EE/ECE Historical Series, Part 3: Profile of Jewell James Ebers

Jewell James Ebers, an electrical engineer and Ohio State Alumnus, is remembered for his work in understanding and employing electron devices more efficiently.

Ebers hailed from Grand Rapids, Michigan, where he was born in November of 1921. After three years of service in the U.S. Army, Ebers studied at Antioch College, a private liberal arts school in Yellow Springs, Ohio, where he earned a Bachelor of Science. He went on to study electrical engineering at Ohio State University, earning his Master’s degree in 1947 and his PhD in 1950. After working at OSU as an assistant professor, Ebers left in 1951 to work at Bell Labs in Murray Hill, New Jersey. It was at Bell Labs, historically one of the great research centers of the last century, that Ebers worked with fellow engineer, John Moll, to develop the Ebers-Moll model of the Bipolar Junction Transistor (BJT). This model, first shared in a paper released in 1954, provides a mathematical method to determine the current behavior of a BJT.

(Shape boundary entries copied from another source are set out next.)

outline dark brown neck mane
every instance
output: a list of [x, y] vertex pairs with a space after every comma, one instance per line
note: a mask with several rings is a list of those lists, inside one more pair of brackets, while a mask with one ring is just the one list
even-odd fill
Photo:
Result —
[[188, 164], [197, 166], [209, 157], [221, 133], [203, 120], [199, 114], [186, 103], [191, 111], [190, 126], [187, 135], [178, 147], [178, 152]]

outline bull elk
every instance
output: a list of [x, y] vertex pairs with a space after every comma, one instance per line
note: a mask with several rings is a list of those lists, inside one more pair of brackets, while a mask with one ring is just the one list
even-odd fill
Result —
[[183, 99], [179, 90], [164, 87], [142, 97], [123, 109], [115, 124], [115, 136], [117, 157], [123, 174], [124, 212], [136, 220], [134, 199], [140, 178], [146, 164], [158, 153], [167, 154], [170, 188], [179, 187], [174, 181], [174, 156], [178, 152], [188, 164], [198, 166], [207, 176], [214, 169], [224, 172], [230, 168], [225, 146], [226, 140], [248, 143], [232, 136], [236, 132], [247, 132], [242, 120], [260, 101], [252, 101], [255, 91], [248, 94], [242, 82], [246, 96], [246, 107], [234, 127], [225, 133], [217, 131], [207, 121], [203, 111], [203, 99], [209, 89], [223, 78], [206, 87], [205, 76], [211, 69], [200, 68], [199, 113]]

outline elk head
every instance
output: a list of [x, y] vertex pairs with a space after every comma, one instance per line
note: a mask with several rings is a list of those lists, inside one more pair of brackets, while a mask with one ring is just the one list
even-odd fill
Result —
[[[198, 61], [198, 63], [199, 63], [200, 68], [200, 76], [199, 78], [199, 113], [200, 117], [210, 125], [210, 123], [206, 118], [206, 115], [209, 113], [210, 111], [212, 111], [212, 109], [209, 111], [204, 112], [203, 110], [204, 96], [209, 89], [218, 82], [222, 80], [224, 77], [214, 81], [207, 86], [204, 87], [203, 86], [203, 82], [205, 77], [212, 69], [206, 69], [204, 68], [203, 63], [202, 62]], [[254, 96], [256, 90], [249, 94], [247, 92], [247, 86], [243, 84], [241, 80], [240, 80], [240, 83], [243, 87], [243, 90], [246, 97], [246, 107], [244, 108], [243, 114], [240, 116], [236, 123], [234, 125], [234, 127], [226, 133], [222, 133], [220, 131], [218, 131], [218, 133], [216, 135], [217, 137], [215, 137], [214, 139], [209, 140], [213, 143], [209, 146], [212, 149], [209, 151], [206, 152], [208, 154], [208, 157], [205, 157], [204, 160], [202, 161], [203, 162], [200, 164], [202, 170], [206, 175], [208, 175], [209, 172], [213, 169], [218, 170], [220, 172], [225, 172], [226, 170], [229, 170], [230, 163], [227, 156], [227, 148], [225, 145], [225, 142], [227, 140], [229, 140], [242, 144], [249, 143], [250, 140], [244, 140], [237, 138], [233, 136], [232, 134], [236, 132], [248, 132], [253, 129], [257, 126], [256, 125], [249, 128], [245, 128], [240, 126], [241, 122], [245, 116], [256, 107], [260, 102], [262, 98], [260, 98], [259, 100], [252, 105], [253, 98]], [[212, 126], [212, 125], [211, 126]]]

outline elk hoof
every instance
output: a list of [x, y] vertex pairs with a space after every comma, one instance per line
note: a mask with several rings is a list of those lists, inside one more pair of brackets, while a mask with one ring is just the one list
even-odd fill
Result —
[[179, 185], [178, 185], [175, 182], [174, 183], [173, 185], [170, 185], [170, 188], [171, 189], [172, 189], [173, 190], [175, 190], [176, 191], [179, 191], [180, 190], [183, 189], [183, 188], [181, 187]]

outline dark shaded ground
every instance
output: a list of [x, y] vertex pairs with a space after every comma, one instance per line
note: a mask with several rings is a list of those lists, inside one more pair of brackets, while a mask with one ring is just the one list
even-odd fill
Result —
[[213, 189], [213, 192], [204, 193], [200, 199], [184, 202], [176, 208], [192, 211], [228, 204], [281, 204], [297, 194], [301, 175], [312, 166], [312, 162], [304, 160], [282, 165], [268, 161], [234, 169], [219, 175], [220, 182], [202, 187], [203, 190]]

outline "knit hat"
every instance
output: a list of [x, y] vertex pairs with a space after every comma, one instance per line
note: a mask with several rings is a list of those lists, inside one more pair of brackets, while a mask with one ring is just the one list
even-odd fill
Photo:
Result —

Sadly, Eber’s life was cut short at the age of thirty-seven after a short illness. He is remembered now through the J.J. Ebers Award, which seeks to encourage new contributors and further understanding in the field of electron devices. These awardees (not required to be IEEE or EDS members) are given a certificate and a check for $5000, which is presented at the International Electron Devices Meeting or EDS conferences.